[Date Prev][Date Next][Thread Prev][Thread Next][Date Index][Thread Index]
Re: [Qemu-devel] [RFC PATCH 2/3] raw-posix: Convert Linux AIO submission
From: |
Ming Lei |
Subject: |
Re: [Qemu-devel] [RFC PATCH 2/3] raw-posix: Convert Linux AIO submission to coroutines |
Date: |
Fri, 28 Nov 2014 10:59:33 +0800 |
Hi Kevin,
On Wed, Nov 26, 2014 at 10:46 PM, Kevin Wolf <address@hidden> wrote:
> This improves the performance of requests because an ACB doesn't need to
> be allocated on the heap any more. It also makes the code nicer and
> smaller.
I am not sure it is good way for linux aio optimization:
- for raw image with some constraint, coroutine can be avoided since
io_submit() won't sleep most of times
- handling one time coroutine takes much time than handling malloc,
memset and free on small buffer, following the test data:
-- 241ns per coroutine
-- 61ns per (malloc, memset, free for 128bytes)

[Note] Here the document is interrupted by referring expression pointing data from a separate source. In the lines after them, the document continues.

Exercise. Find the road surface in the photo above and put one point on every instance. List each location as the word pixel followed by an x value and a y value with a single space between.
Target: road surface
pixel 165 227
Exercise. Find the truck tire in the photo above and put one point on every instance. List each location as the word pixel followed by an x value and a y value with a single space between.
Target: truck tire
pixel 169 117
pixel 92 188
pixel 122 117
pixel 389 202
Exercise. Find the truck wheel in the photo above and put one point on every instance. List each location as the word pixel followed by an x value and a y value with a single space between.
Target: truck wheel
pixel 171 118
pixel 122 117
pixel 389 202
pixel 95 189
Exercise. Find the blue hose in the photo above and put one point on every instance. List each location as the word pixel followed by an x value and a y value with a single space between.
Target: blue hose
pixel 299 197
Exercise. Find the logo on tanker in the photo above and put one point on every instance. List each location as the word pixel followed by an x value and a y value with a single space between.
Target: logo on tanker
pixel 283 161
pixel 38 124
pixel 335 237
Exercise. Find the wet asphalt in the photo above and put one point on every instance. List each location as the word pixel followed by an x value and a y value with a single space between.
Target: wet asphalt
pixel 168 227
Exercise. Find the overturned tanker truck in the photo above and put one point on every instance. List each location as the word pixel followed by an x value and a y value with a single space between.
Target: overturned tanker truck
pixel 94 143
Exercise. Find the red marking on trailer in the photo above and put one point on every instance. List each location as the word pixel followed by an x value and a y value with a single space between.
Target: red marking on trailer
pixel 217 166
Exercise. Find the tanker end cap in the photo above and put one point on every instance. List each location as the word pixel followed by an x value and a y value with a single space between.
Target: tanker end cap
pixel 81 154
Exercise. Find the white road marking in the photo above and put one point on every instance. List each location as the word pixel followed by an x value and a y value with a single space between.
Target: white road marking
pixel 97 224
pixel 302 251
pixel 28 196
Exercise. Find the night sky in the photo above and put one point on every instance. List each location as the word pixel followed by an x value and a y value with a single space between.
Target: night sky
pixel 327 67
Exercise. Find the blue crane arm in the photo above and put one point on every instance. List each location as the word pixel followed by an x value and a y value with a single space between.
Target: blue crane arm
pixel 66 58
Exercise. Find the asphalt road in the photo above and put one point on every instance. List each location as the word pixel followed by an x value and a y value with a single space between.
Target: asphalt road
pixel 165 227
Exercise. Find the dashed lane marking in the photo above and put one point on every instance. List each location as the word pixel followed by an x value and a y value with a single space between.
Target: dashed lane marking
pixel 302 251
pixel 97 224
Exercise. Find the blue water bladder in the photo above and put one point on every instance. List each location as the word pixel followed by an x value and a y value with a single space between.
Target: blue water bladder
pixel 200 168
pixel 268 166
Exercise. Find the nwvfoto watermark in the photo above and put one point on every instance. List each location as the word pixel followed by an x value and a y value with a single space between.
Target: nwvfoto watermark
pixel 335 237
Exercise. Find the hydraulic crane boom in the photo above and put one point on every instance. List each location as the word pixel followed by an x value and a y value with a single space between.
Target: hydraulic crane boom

I still think we should figure out a fast path to avoid cocourinte
for linux-aio with raw image, otherwise it can't scale well for high
IOPS device.
Also we can use simple buf pool to avoid the dynamic allocation
easily, can't we?
>
> As a side effect, the codepath taken by aio=threads is changed to use
> paio_submit_co(). This doesn't change the performance at this point.
>
> Results of qemu-img bench -t none -c 10000000 [-n] /dev/loop0:
>
> | aio=native | aio=threads
> | before | with patch | before | with patch
> ------+----------+------------+----------+------------
> run 1 | 29.921s | 26.932s | 35.286s | 35.447s
> run 2 | 29.793s | 26.252s | 35.276s | 35.111s
> run 3 | 30.186s | 27.114s | 35.042s | 34.921s
> run 4 | 30.425s | 26.600s | 35.169s | 34.968s
> run 5 | 30.041s | 26.263s | 35.224s | 35.000s
>
> TODO: Do some more serious benchmarking in VMs with less variance.
> Results of a quick fio run are vaguely positive.
I will do the test with Paolo's fast path approach under
VM I/O situation.
Thanks,
Ming Lei